Le vin sert communément de présent, voire de rémunérations. Ainsi, à Tournai, au 13e siècle, une indemnité en vin était allouée aux hommes qui assuraient la police de la foire.

Mais rapidement, la plupart des rémunérations ont été transformées en espèces sonnantes (et, comme on le sait, le vin ne sonne pas, même si on peut trébucher si on en boit trop). Et ces rémunérations sonnantes vont quelquefois conserver le nom de 'vins'.

Pourquoi le pot ?

Le pot désignait alors une unité de mesure, généralement utilisée à la fin de l’Ancien Régime pour les liquides. Un pot valait 1,35 litre à Bruxelles, un peu plus à Tournai.

Le vin se verse dans le pot, d’où le pot-de-vin, qui dans un premier temps n’a donc rien d’illégal, puisque c’est une modeste gratification offerte à la signature d’un contrat.
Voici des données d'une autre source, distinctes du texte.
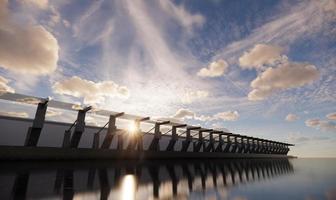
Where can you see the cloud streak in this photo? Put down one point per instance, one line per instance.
(26, 48)
(91, 92)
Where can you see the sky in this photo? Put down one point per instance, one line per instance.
(260, 68)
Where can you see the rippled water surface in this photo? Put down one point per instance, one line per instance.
(307, 179)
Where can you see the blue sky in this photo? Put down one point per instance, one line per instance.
(262, 68)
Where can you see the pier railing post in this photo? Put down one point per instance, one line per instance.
(174, 137)
(111, 131)
(155, 144)
(200, 143)
(136, 143)
(79, 128)
(34, 131)
(228, 143)
(187, 141)
(219, 147)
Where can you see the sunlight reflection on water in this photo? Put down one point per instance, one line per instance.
(308, 179)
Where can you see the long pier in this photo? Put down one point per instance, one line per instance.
(111, 142)
(162, 179)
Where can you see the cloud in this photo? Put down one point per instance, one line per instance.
(42, 4)
(286, 75)
(14, 114)
(92, 92)
(4, 87)
(53, 112)
(191, 96)
(331, 116)
(298, 138)
(226, 116)
(183, 113)
(260, 55)
(321, 124)
(180, 14)
(26, 48)
(312, 122)
(215, 69)
(291, 117)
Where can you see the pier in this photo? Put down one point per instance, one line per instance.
(164, 140)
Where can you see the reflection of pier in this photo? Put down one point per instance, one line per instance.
(181, 140)
(161, 178)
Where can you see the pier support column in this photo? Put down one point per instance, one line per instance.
(79, 128)
(235, 146)
(34, 131)
(155, 144)
(136, 143)
(211, 145)
(111, 131)
(200, 143)
(174, 137)
(228, 144)
(95, 143)
(219, 147)
(187, 141)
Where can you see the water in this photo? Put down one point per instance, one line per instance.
(306, 179)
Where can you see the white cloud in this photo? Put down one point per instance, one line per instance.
(191, 96)
(42, 4)
(260, 55)
(291, 117)
(299, 138)
(331, 116)
(14, 114)
(53, 112)
(215, 69)
(188, 114)
(226, 116)
(183, 113)
(312, 122)
(321, 124)
(286, 75)
(92, 92)
(4, 87)
(179, 13)
(26, 48)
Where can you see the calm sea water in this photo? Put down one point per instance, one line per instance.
(306, 179)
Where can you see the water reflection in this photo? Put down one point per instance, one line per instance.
(134, 180)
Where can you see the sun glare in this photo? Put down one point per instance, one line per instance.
(128, 187)
(132, 128)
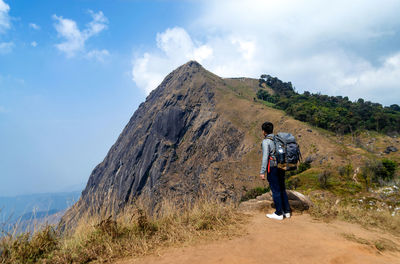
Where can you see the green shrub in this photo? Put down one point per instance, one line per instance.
(323, 178)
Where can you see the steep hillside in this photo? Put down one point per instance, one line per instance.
(198, 133)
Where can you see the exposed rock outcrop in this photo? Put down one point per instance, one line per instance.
(167, 146)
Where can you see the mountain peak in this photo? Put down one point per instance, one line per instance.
(192, 64)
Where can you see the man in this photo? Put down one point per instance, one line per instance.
(275, 175)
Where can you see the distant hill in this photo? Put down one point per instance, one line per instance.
(198, 133)
(27, 209)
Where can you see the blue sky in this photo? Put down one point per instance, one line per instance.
(73, 72)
Il deviendra avec le temps le symbole de la corruption, des sommes d’argent ou des cadeaux offerts clandestinement pour obtenir illégalement un avantage.

Le combat contre la corruption

La corruption semble inséparable de l’exercice du pouvoir, quel qu’il soit. Pour pouvoir la combattre, il faut la diagnostiquer et il n’y a rien de plus cryptique, de plus secret que des pots-de-vin. Il y a peu d’approches statistiques possibles même si, depuis 1995, une ONG publie chaque année un indice de perception de corruption, l’IPC.

Du point de vue historique, il faudra attendre la révolution française pour qu’officiellement la corruption soit combattue. Les législateurs révolutionnaires décident d’inscrire, pour la première fois dans l’histoire, la corruption au nombre des crimes et donc d’offrir ainsi un moyen de la combattre.

La corruption devient ainsi à l’époque contemporaine une question éminemment politique, éminemment morale. Robespierre était d’ailleurs surnommé 'l’Incorruptible'. Le Code pénal de 1810 punissait même du carcan le fonctionnaire corrompu, une peine infamante donc, puisque le condamné, un collier autour du cou, était exposé à l’opprobre public.

Le rôle de la valise

Pour corrompre, il faut non seulement de l’argent mais aussi la possibilité de donner l’argent au corrompu, de le transporter tout en laissant peu de traces.

Les pots-de-vin vont ainsi voyager dans des valises ou des sacs. La valise, symbole du voyage, du plaisir, mais aussi symbole de violence, de mort et des secrets enfouis.

D’abord objet bourgeois, la valise va être pensée par une industrie de luxe. Un malletier, Louis Vuitton décline la valise, dès la fin du 19e siècle, en la dotant d’une poignée et d’un imprimé propre et bien connu. Dans les années 1980, la marque Vuitton adopta une innovation révolutionnaire, le système à roulettes.

La valise deviendra rapidement l’objet de tous les trafics, mobilisée pour le marché noir. On se souvient évidemment de Gabin et de Bourvil dans La traversée de Paris, transportant une valise pleine, non pas de billets, mais bien d’une autre richesse en ces temps de guerre : du cochon !

La valise à billets fait rêver, objet de nos fantasmes grâce ou à cause de nombreux films d’espionnage… C’est à tel point que les fameux Playmobil ont leur propre valise pleine de billets de banque. L’industrie du jouet s’est donc aussi emparée de ces valises magiques que nous rêvons peut-être de trouver bientôt sous le sapin, afin de pouvoir encore frissonner en jouant aux gendarmes et aux voleurs.